The first thing you'll notice is that they're all sitting down for lunch and a bitch-fest at Palomino. The visual of complaining about the cost of regulations while scarfing down Tuna Puttanesca or Asiago-Almond Crusted Scallops is somewhat incongruous. Maybe the newspaper picked up the tab.
The second thing you'll notice, however, is that the smaller the size of the institution, the more incentive there is to merge. Inasmuch as credit unions, especially smaller credit unions, are sometimes touted as a vehicle most able to offer services to the "underbanked" customers who often might "fall prey" to evildoers like payday lenders, the fact that regulatory burdens are leading many to merge should give banks cold comfort. While the number of competitors may decrease, those who are left standing when the shooting stops are going to be better armed at not only surviving, but competing with commercial banks.
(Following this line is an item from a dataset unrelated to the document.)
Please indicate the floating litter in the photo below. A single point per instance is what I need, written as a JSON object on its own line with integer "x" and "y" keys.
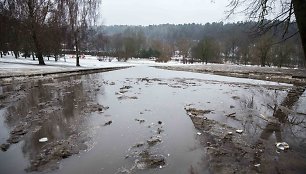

The article also notes that all types of loan demand appears to be relatively flat. While one credit union official observes that business loans are a small part of its portfolio, I think that there will be no let-up in pressure by credit unions for more business loan authority. I also expect that there will be no let-up in counterattacks by commercial bankers, who will continue to demand that if a credit union wants to loan like a bank, it should pay taxes like a bank.
Still, the important point to me is that regulatory burden continues to be a driver of financial industry consolidation across the entire spectrum. In other words, unless there is some serious regulatory relief provided (likely via the US Congress), especially for smaller institutions, the incredibly shrinking financial services industry appears to be ia horror show will continue for some time.